Collage of four story buildings found in Cambridge.
Examples of four-story buildings already found throughout Cambridge. (Courtesy Patrick Braga.)

As a result, affordable-housing developers will be better placed to compete with private real-estate companies. Previously, the high cost of land and construction and complex rules about the nature of new architecture made it difficult to build anything that would not make a profit. Developers of affordable homes may now find it easier to secure public funding for their proposals, since the release of subsidies often requires them to prove they meet, or have approval to deviate from, zoning requirements. “For developers of affordable housing, having this kind of predictability streamlines the construction process tremendously,” Braga says.

In 2019, 14.8 percent of Cambridge’s housing stock was estimated to be affordable. The hope is that the overlay will allow this number to increase to 16 percent by 2030—a vital increase in a majority renter city. Getting the law passed wasn’t straightforward, Braga says, who worked alongside other GSD students including Thandi Nyambose (MUP ’21), Henna Mahmood (MUP ’21), and Suryani Dewa Ayu (AB ’15 MUP ’20) on the effort. There were concerns from residents that giving the green light to any development that met the basic zoning requirements would mean a flurry of new buildings that clashed with what they saw as the original character of the city—defined by the elegant four- to six-story buildings that were permitted under the height constraints of the 1920s.

“By the 1950s, Cambridge actually had no height limit to its buildings, and there was a lot of a backlash against the architectural changes and the large buildings that suddenly felt out of place with the more human-scale neighborhoods that residents were used to,” Braga explains. “And in the 1970s and 1980s there was increasing recognition of the importance of giving residents of cities and neighborhoods a voice in what future development should look like.”

I think a strength of the GSD is that it made clear to me how important illustrations and visuals are for a policy proposal like this.

Patrick Braga (MUP ’20)

Since then, development in Cambridge has required a lot of negotiation to deviate from zoning codes. “It could take upwards of a year, which meant affordable-housing developers were facing a tremendously high barrier of entry,” Braga says. “Meanwhile, the economy of the Greater Boston region has been booming and jobs are being added faster than housing units, leading to long-time residents and people like firefighters and teachers having increasing difficulty finding homes.”

Last summer, residents and city officials debated the new policy in a meeting that lasted five hours.
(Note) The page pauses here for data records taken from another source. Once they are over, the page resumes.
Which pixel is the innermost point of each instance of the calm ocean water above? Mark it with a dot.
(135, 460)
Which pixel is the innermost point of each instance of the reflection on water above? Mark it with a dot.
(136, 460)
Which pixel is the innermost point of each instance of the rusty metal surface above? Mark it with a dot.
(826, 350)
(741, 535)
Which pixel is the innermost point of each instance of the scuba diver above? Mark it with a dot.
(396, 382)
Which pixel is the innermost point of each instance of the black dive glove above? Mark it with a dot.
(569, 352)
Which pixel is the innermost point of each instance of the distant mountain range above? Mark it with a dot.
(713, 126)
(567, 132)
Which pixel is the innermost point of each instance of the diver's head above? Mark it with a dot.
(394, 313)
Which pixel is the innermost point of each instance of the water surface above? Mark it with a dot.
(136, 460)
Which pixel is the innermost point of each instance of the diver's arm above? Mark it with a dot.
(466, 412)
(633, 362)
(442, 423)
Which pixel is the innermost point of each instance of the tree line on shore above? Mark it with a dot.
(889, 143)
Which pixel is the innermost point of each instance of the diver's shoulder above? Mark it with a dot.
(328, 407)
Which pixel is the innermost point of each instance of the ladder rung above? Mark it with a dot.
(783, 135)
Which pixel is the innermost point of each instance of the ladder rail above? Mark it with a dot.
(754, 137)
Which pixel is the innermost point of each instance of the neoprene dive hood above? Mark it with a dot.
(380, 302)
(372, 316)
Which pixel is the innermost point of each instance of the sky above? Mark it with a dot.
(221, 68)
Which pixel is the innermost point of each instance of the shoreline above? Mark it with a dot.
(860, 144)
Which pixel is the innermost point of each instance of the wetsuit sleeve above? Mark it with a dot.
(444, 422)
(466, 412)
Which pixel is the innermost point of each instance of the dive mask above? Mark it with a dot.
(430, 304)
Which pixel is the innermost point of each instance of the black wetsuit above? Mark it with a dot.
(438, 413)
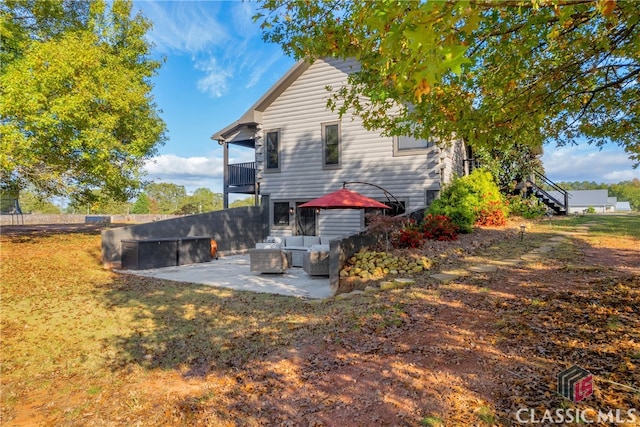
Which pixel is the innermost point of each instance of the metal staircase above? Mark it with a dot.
(559, 207)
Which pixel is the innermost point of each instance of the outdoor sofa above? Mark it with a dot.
(297, 245)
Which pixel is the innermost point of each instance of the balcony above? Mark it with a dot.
(242, 178)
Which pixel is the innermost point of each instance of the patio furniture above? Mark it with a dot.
(297, 245)
(315, 261)
(269, 260)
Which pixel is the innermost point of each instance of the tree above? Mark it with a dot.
(509, 164)
(100, 203)
(142, 205)
(76, 110)
(490, 72)
(165, 197)
(247, 201)
(31, 202)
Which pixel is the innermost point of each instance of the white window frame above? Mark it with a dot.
(324, 146)
(266, 150)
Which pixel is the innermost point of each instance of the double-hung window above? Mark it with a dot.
(272, 151)
(331, 145)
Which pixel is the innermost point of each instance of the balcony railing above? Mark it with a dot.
(242, 174)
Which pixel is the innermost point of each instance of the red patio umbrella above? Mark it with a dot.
(344, 199)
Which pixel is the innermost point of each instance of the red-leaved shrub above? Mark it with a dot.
(492, 215)
(439, 227)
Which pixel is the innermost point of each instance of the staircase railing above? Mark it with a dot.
(565, 194)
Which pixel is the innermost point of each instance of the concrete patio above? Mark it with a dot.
(233, 272)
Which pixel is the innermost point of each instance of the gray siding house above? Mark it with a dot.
(303, 150)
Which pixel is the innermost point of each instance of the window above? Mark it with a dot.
(331, 142)
(273, 151)
(431, 195)
(407, 145)
(281, 213)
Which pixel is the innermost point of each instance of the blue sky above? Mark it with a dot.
(217, 66)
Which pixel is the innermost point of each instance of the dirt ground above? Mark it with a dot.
(472, 351)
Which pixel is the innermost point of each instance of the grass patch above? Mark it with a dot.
(83, 345)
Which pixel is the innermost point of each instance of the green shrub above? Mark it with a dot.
(472, 199)
(526, 207)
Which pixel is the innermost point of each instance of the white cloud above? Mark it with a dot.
(178, 26)
(220, 37)
(257, 72)
(585, 163)
(216, 81)
(192, 172)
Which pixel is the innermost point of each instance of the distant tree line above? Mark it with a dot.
(628, 191)
(156, 198)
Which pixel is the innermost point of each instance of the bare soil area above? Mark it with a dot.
(474, 351)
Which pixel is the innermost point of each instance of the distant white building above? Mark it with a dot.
(623, 207)
(580, 200)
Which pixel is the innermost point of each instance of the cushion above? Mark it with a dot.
(268, 246)
(326, 239)
(273, 239)
(311, 240)
(294, 241)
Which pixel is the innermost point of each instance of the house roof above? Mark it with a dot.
(253, 116)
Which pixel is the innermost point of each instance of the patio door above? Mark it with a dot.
(305, 221)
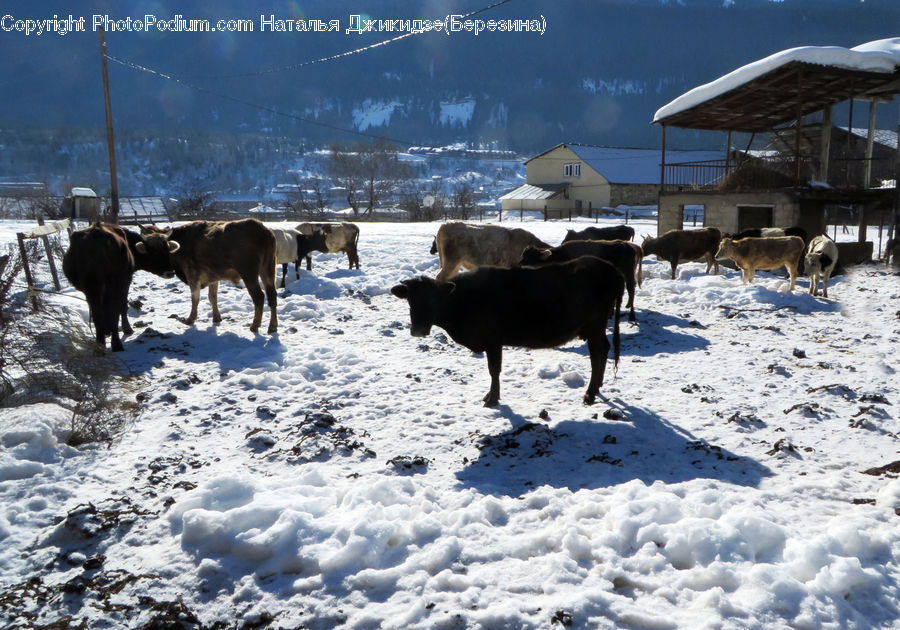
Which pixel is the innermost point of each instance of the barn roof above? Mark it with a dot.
(630, 166)
(776, 89)
(530, 191)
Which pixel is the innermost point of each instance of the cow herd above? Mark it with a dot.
(518, 290)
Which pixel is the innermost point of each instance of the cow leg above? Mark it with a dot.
(213, 294)
(792, 271)
(256, 294)
(495, 362)
(116, 305)
(629, 284)
(126, 326)
(272, 299)
(598, 348)
(748, 275)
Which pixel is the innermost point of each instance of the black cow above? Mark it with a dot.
(531, 307)
(99, 263)
(621, 254)
(683, 245)
(615, 233)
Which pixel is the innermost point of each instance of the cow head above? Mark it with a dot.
(426, 297)
(815, 262)
(725, 248)
(534, 256)
(152, 251)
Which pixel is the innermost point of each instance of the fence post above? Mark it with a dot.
(28, 278)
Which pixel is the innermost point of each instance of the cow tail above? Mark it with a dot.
(617, 342)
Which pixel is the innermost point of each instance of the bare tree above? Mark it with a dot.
(423, 203)
(373, 168)
(192, 203)
(308, 199)
(346, 171)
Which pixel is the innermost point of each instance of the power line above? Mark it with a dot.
(272, 110)
(348, 53)
(265, 108)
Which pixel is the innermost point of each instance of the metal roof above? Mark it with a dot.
(782, 95)
(530, 191)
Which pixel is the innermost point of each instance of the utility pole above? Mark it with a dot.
(110, 141)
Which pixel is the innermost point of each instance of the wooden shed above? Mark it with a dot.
(788, 97)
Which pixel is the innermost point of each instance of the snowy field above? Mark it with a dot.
(343, 474)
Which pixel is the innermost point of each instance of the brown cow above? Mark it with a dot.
(683, 245)
(612, 233)
(767, 252)
(203, 252)
(339, 237)
(99, 263)
(470, 246)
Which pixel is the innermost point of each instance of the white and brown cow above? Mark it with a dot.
(821, 257)
(765, 253)
(201, 253)
(471, 246)
(339, 237)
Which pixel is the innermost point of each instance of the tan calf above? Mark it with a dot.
(763, 253)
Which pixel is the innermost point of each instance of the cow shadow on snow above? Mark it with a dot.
(596, 452)
(232, 351)
(654, 334)
(322, 287)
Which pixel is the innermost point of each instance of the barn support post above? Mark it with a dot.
(870, 144)
(110, 141)
(847, 147)
(29, 279)
(894, 230)
(46, 240)
(727, 153)
(825, 144)
(662, 163)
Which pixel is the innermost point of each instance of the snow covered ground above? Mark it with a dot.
(343, 474)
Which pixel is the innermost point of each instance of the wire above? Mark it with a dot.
(272, 110)
(348, 53)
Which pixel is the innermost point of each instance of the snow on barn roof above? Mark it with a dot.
(874, 63)
(887, 137)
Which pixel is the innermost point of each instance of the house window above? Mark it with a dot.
(573, 169)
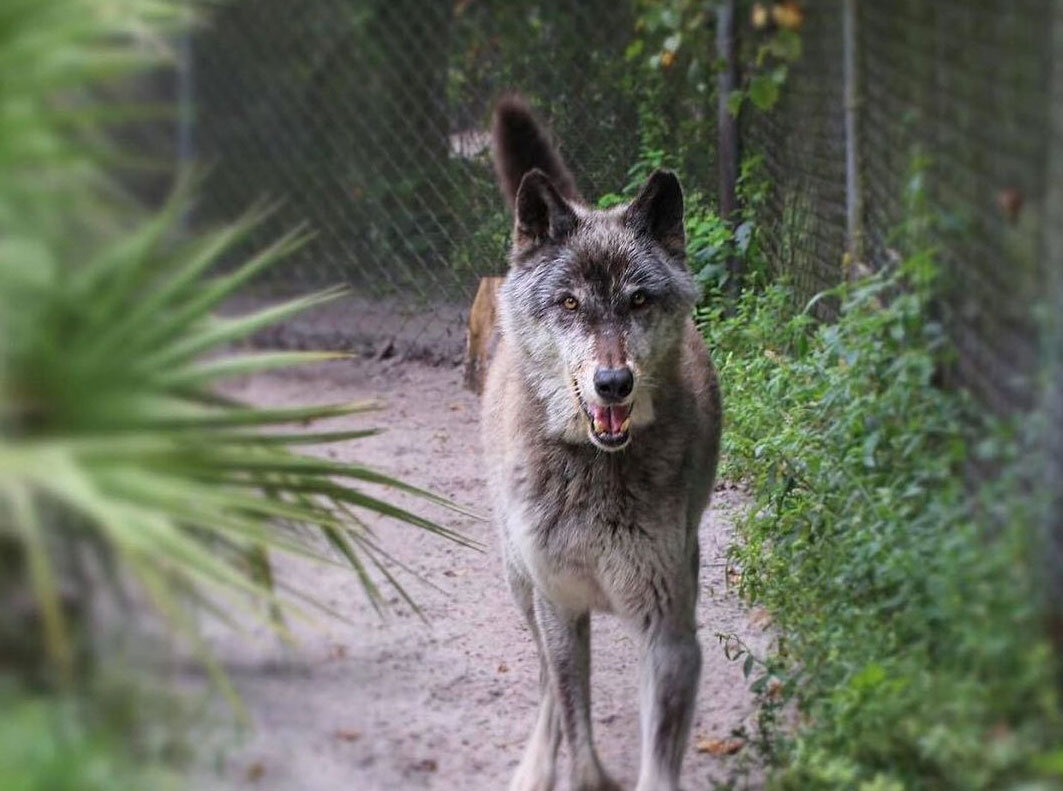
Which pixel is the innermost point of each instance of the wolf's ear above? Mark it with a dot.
(657, 211)
(542, 214)
(521, 144)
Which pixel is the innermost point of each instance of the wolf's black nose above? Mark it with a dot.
(613, 384)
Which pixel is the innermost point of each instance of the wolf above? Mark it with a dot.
(601, 426)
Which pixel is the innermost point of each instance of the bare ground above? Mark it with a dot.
(388, 704)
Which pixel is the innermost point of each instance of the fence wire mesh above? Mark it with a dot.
(369, 119)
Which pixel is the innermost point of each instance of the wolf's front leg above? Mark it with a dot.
(671, 668)
(566, 645)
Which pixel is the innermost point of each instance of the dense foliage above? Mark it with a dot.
(124, 470)
(910, 654)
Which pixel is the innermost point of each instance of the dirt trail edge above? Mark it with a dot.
(389, 704)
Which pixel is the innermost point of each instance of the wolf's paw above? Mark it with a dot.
(533, 778)
(604, 784)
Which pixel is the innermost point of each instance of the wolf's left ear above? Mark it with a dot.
(657, 211)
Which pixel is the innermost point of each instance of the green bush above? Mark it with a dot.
(910, 653)
(122, 464)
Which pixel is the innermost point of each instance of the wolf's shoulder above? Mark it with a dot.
(698, 374)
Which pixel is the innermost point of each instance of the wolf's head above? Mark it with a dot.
(595, 300)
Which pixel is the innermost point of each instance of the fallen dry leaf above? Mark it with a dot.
(759, 16)
(760, 618)
(720, 746)
(789, 15)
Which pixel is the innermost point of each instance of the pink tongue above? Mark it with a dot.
(611, 417)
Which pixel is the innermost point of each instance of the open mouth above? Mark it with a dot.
(609, 426)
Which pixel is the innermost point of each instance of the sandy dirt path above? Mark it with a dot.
(393, 704)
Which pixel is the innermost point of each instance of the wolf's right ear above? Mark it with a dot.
(521, 144)
(542, 213)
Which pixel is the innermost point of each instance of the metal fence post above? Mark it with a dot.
(727, 124)
(854, 196)
(1052, 346)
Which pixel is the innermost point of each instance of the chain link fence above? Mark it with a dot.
(369, 121)
(901, 124)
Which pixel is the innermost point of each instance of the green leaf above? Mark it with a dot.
(763, 91)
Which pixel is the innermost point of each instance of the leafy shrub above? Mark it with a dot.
(908, 617)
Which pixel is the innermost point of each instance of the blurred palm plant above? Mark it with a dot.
(113, 433)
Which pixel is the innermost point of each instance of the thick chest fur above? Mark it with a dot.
(608, 532)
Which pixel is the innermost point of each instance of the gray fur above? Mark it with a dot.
(585, 528)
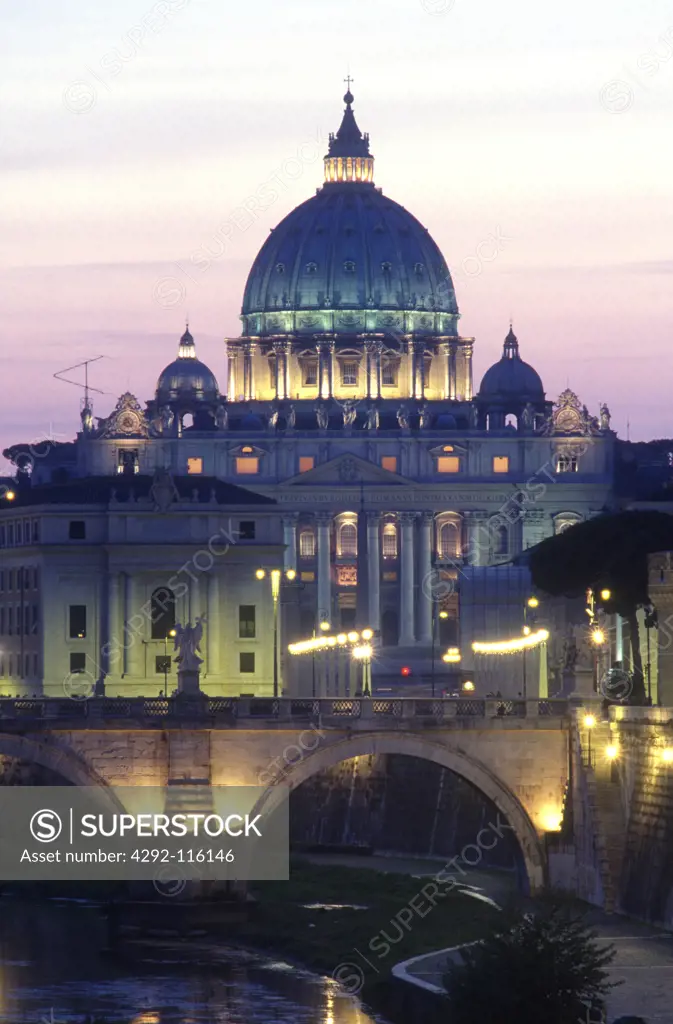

Passing it meant persuading city council members and reluctant residents, particularly longtime homeowners, that the new rules would not disrupt their neighborhoods. “A lot of people were founding their fears on the notions that there would be high-rises everywhere and old buildings would be demolished, and that their sense of stability would be upturned,” Braga says. “I think a strength of the GSD is that it made clear to me how important illustrations and visuals are for a policy proposal like this.”

As part of the process, the city commissioned a local urban designer to make 3D models to demonstrate that the scale of new buildings would match what already existed. And Braga proposed a rule for how to calculate minimum front setbacks for buildings—by referring to the existing structures on either side—an idea that was eventually incorporated into the final ordinance.

Both a recent graduate and a Cambridge native, advocate Dewa Ayu brings a unique perspective: “As someone who was raised in Cambridge—a proud daughter of street vendors and small business owners—I am excited to see how this can lead to centering the most marginalized voices in our city,” she says.